Les situations administratives évoluent : changement de statut, ouverture de droits complémentaires ou reconnaissance d’une situation particulière peuvent modifier votre éligibilité en cours d’année. Ne pas signaler ces changements à votre organisme peut entraîner un paiement évitable.

Que faire concrètement si vous pensez pouvoir être exonéré ?

  1. Vérifiez régulièrement vos relevés de remboursement pour connaître le montant cumulé des franchises et participations ainsi que le plafond atteint.
  2. Contactez votre organisme d’assurance pour demander confirmation de votre situation et des démarches éventuelles à accomplir.
  3. Conservez tous les justificatifs médicaux et administratifs utiles au cas où une demande d’exonération ou une réclamation serait nécessaire.
  4. Informez votre complémentaire santé de votre situation ; certaines couvertures prennent en charge tout ou partie des franchises selon les contrats.
Personne vérifiant un relevé de remboursements et justificatifs
Contrôlez vos relevés et conservez vos justificatifs pour demander une exonération.

Quand et pourquoi contester une retenue ?

Si vous constatez des prélèvements injustifiés ou qui semblent dépasser le plafond annuel, il est pertinent de demander des explications écrites à votre caisse et, si nécessaire, d’ouvrir une réclamation.

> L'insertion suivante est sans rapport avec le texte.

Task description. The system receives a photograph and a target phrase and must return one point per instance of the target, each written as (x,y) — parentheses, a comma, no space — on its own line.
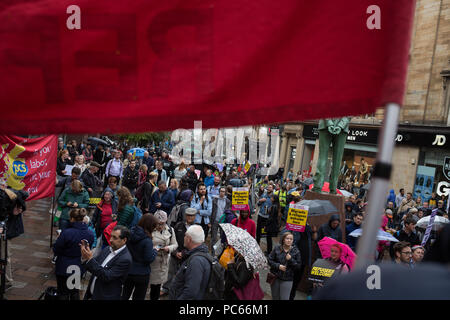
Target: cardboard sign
(240,199)
(321,271)
(297,216)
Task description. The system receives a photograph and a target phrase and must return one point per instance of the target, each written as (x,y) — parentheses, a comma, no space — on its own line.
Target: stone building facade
(423,140)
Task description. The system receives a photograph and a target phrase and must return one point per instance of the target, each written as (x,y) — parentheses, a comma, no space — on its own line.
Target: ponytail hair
(78,214)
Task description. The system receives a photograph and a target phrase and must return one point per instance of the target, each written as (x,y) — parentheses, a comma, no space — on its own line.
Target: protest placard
(240,199)
(297,216)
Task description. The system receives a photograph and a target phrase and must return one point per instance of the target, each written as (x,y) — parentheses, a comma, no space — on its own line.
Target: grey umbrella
(319,207)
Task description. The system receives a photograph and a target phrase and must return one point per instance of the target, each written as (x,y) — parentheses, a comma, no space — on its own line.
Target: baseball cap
(191,211)
(389,213)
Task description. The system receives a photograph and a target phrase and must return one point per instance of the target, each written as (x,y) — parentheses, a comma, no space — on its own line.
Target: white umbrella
(381,235)
(245,244)
(438,223)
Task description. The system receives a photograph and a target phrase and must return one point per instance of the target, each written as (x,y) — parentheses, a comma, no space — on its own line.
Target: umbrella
(366,186)
(318,207)
(345,193)
(326,188)
(139,152)
(348,256)
(382,235)
(438,222)
(245,244)
(95,141)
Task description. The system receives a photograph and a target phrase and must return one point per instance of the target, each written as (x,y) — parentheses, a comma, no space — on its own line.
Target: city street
(31,257)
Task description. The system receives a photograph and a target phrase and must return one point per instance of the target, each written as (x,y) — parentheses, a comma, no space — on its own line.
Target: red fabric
(159,65)
(106,216)
(29,164)
(248,225)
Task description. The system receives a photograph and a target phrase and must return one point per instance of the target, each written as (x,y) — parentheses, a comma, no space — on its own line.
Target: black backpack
(51,293)
(216,283)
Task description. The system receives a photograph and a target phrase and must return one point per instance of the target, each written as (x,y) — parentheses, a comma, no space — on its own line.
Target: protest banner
(29,164)
(297,216)
(239,199)
(321,271)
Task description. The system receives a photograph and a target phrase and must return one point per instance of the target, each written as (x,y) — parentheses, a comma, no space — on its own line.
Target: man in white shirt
(114,168)
(110,269)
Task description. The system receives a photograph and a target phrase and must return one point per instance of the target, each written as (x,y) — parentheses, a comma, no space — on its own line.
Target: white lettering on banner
(439,140)
(443,188)
(360,133)
(374,21)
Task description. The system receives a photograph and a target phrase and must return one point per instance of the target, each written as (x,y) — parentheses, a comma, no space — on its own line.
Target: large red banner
(150,65)
(29,164)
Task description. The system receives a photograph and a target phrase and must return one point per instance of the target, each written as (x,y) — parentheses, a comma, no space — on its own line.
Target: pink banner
(29,164)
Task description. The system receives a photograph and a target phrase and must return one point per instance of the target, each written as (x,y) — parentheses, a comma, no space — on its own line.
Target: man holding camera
(12,204)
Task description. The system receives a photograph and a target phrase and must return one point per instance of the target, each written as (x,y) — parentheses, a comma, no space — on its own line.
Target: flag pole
(379,185)
(51,221)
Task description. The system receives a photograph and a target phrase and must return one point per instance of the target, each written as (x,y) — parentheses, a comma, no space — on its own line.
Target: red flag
(159,65)
(29,164)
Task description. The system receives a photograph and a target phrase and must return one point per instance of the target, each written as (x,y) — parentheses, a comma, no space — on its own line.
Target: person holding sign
(283,261)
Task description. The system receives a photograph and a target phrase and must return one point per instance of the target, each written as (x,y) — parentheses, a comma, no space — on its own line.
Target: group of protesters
(179,209)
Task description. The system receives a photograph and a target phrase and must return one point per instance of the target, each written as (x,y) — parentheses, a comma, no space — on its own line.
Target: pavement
(31,257)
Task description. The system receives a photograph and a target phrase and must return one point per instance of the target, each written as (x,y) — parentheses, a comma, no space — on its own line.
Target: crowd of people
(157,225)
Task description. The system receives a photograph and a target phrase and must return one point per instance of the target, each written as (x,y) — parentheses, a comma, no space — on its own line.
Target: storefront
(361,146)
(433,163)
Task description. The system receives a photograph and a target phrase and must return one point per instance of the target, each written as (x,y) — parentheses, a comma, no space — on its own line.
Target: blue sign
(20,169)
(424,182)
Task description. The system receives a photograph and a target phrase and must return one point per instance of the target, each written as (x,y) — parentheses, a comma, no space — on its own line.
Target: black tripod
(3,259)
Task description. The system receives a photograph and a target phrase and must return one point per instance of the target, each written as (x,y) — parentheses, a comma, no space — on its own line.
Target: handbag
(251,291)
(108,230)
(271,278)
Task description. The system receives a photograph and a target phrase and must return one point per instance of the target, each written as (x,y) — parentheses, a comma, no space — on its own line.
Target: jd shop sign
(446,167)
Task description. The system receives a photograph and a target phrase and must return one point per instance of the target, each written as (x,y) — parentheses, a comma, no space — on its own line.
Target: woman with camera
(165,242)
(67,251)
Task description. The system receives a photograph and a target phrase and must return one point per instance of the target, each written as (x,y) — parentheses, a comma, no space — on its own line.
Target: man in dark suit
(110,269)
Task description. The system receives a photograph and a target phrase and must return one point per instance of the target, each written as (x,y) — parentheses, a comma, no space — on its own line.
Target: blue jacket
(204,210)
(351,241)
(111,277)
(142,251)
(209,181)
(265,206)
(191,280)
(67,247)
(167,201)
(149,162)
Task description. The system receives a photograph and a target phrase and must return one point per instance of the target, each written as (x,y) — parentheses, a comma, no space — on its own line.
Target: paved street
(31,257)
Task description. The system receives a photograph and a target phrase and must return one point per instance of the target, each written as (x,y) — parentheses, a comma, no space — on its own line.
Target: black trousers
(205,228)
(155,290)
(298,273)
(64,292)
(137,282)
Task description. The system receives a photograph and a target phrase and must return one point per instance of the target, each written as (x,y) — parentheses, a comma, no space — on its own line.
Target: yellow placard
(239,198)
(297,216)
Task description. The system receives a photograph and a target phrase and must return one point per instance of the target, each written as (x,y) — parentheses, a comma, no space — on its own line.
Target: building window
(292,155)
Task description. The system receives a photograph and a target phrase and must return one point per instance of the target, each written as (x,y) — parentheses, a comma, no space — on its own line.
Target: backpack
(136,216)
(175,215)
(216,283)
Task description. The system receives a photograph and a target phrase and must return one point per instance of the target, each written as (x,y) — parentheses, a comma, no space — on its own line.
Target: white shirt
(108,258)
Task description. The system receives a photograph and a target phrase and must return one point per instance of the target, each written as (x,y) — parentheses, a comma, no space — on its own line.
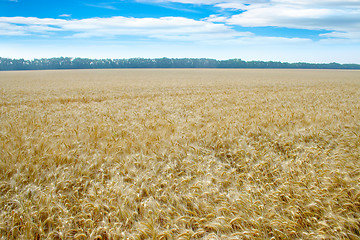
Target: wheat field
(180,154)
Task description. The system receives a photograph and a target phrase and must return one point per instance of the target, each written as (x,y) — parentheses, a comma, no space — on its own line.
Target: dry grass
(180,154)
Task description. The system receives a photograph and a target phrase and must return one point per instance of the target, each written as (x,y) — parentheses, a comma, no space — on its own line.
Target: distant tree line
(7,64)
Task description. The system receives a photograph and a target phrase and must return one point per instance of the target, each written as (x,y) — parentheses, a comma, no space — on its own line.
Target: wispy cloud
(105,5)
(65,15)
(340,17)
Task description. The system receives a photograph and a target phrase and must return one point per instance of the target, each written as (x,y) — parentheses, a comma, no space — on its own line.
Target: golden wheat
(180,154)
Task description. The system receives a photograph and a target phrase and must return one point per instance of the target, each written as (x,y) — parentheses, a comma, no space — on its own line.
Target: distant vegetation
(7,64)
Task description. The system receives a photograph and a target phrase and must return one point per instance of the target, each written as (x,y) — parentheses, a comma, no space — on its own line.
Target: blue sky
(276,30)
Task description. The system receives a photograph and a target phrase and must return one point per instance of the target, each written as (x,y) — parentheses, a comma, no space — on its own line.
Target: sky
(319,31)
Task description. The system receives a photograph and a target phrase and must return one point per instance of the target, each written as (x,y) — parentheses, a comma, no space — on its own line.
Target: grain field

Une retenue peut résulter d’une erreur de saisie, d’un calendrier de remboursements décalé ou d’un manque d’information transmis entre organismes.

Gardez en tête qu’une contestation appuyée par des pièces (courriers, certificats, relevés) est plus efficace qu’un simple échange verbal.

Quand demander une aide ou un conseil extérieur ?

Si la situation administrative vous semble complexe, que vos droits sont fluctuants ou que vos démarches n’avancent pas, pensez à solliciter une assistante sociale, une association de défense des usagers ou un service de conseils juridiques. Ces interlocuteurs peuvent aiguiller vos démarches et vous aider à rassembler les pièces nécessaires pour faire valoir vos droits.